将断点打在 run_file,第 793 行,可以用 p filename 查看当前文件名:

1
2
3
4
5
(gdb) b Modules/main.c:793
(gdb) c
(gdb) p filename
$1 = 0x931050 L"test.py
(gdb) s

run_file 只是一个装饰器,该装饰器会调用 Python/pythonrun.c 中的 PyRun_InteractiveLoopFlags()PyRun_PyRun_SimpleFileExFlags。
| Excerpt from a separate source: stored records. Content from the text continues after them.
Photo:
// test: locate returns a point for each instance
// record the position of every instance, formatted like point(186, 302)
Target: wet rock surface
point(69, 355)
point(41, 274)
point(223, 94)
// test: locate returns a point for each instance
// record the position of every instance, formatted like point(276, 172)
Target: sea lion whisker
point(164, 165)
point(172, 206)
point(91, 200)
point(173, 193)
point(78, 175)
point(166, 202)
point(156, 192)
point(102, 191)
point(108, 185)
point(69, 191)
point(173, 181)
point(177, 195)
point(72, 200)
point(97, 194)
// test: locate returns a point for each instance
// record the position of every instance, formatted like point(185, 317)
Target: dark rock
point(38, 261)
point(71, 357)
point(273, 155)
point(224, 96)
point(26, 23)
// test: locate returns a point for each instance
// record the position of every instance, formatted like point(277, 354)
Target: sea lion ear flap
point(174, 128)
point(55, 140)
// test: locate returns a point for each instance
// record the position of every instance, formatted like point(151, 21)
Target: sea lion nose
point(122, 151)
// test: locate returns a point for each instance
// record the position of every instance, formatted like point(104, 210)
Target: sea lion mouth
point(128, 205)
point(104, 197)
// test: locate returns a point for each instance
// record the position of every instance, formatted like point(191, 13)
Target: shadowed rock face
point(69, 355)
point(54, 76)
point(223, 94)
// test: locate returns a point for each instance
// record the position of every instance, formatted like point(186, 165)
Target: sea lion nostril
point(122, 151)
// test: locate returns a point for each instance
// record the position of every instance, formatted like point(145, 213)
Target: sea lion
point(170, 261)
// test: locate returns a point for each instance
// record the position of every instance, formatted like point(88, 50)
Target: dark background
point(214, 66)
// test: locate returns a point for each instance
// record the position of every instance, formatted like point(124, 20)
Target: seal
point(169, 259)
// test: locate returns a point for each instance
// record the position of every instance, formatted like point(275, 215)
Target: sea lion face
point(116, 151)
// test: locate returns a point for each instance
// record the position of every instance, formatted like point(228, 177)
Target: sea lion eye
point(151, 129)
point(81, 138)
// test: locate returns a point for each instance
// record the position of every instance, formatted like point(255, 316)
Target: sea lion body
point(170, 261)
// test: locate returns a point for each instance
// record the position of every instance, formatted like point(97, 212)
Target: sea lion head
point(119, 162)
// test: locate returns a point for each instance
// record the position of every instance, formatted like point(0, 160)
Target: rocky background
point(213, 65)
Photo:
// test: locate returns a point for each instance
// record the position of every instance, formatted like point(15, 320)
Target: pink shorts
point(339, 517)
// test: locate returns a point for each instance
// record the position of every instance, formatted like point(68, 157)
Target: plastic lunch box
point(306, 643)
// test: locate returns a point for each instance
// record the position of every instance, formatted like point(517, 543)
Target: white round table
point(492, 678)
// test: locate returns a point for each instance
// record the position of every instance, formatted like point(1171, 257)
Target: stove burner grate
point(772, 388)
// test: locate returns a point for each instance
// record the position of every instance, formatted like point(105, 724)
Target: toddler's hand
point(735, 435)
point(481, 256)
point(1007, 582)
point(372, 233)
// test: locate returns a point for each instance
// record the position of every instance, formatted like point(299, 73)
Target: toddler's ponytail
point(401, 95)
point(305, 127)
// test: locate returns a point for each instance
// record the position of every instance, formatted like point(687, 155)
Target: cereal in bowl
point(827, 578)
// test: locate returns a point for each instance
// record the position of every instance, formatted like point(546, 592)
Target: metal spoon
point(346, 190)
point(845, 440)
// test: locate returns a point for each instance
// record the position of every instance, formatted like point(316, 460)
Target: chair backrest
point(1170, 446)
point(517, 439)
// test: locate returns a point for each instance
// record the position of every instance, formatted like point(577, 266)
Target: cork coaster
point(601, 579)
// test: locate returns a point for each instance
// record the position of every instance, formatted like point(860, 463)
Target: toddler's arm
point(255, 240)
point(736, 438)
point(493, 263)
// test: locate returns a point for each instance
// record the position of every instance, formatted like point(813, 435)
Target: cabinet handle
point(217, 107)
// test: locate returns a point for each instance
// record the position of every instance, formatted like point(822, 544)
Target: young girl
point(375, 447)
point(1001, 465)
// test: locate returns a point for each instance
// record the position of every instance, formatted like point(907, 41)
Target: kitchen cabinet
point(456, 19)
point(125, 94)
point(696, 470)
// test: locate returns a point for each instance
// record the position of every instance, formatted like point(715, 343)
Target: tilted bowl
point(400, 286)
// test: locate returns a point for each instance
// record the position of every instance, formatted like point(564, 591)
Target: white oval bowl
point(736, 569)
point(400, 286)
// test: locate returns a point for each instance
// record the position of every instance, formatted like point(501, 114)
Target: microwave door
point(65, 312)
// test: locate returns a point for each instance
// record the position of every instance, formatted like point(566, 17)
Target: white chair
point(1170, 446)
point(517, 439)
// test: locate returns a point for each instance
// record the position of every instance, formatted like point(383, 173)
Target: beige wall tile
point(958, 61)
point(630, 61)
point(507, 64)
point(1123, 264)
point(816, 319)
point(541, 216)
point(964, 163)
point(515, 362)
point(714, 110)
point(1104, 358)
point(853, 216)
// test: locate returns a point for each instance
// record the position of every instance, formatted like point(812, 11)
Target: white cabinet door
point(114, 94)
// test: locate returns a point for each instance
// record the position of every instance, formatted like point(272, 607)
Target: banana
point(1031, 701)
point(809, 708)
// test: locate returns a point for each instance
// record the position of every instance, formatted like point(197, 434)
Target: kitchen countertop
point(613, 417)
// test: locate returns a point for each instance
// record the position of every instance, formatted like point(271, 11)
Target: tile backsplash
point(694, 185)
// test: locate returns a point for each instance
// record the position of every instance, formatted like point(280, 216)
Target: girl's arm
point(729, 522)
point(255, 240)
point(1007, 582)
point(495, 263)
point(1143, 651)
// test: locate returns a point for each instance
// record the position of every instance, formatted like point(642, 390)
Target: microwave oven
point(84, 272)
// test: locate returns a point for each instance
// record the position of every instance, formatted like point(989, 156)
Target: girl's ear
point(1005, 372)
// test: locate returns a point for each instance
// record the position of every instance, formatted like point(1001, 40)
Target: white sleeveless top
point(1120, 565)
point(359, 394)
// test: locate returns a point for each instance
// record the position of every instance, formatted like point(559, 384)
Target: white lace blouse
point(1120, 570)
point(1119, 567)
从名字上就可以看出一个会进入交互式环境,另一个就是带参数的 python 调用。这里,我们带上了参数 test.py,所以会运行 PyRun_PyRun_SimpleFileExFlags

Python/pythonrun.c

PyRun_SimpleFileExFlags() 首先会用 maybe_pyc_file() 检查所传文件是否是 .pyc 格式。

在我们的例子中,由于是 .py 文件,所以接着会调用 PyRun_FileExFlags()。最后调用 PyParser_ASTFromFileObject() 来建立抽象语法树(AST)。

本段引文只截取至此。